Unfortunately how we approach politics has become just like sports from the gamesmanship of candidates to garner the most votes possible, regardless of what they actually believe or what is best for the country, the most important thing is to win. The goal is not to govern in a way that they believe is best for the country. The true goal is to hold as much power for your party and personally for as long as you can.

Politicians and many media groups whether intentionally or not try to make us predictable. They frame the issues and it is strongly implied that if you are a member of the party you say you are this is your stance generally without thought to what is best for the country. Questioning anything your party believes often results in your loyalty to your "team" being questioned and any hint of support other party is like seeing the opposing team's jersey as a threat.

Difference of opinions and voices is what makes the American system work by addressing issues without a one-track mind. The catch is that at every level of politics, people are encouraged to tune out and shut down other views. Actual discourse about weighing what is best for our country's future is completely subordinate to the power struggles of our favorite political teams. The scary part is this approach of opinion and belief has become the unquestioned free license to imagine whatever reality you want to be real. Few care if a policy is likely to benefit wider society. It is all about if you think it backs up the reality you and others want to have, often completely unchecked by the idea that it might be detrimental to the rest of the U.S.

I'm glad you wear team colors proudly- our political system needs that. I'm just depressed by where and how tightly we draw our allegiances.

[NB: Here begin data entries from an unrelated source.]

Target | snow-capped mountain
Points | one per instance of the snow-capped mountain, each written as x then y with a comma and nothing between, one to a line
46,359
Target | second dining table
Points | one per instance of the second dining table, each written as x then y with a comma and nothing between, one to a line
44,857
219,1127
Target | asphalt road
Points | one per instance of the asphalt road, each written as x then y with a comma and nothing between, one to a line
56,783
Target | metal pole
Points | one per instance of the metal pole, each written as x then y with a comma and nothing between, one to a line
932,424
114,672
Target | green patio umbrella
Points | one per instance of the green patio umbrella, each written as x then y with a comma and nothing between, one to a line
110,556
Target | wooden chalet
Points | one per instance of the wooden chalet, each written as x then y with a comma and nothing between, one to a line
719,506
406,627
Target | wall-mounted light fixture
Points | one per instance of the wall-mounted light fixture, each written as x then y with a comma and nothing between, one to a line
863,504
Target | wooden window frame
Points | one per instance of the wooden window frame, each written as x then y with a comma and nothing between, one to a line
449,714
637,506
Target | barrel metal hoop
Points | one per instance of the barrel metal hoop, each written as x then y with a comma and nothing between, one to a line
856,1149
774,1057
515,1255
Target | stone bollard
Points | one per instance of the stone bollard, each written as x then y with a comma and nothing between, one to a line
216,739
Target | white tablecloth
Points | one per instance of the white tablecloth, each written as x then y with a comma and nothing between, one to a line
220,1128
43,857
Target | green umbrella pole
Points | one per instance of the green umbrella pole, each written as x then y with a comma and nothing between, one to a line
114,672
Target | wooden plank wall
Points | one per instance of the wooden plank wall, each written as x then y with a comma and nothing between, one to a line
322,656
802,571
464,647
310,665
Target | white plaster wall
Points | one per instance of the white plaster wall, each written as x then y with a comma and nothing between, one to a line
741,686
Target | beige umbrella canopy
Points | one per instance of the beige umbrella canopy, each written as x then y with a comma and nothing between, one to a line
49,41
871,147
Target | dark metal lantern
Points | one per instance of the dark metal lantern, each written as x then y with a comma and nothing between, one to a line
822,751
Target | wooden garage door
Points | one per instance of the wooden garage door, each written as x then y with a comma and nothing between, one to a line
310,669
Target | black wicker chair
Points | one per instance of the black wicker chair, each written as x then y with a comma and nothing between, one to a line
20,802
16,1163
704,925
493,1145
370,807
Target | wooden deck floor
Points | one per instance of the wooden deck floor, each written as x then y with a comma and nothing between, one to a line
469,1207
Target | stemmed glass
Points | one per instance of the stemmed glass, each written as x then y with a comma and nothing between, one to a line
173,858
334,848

Your candidate may win but why should I congratulate you? You voted, helped campaign, and raised funds, which are all good things to do. It shouldn't make you feel superior to any one else who voted differently because America thrives on multiple views being valued. You are not "right." They are not "wrong." It is not the final score or popularity vote you have mentally in your head of your team vs. their team that matters. It is if our country is actually going to head generally toward a better future and not who politically gets to hog the silly rocking horse longer.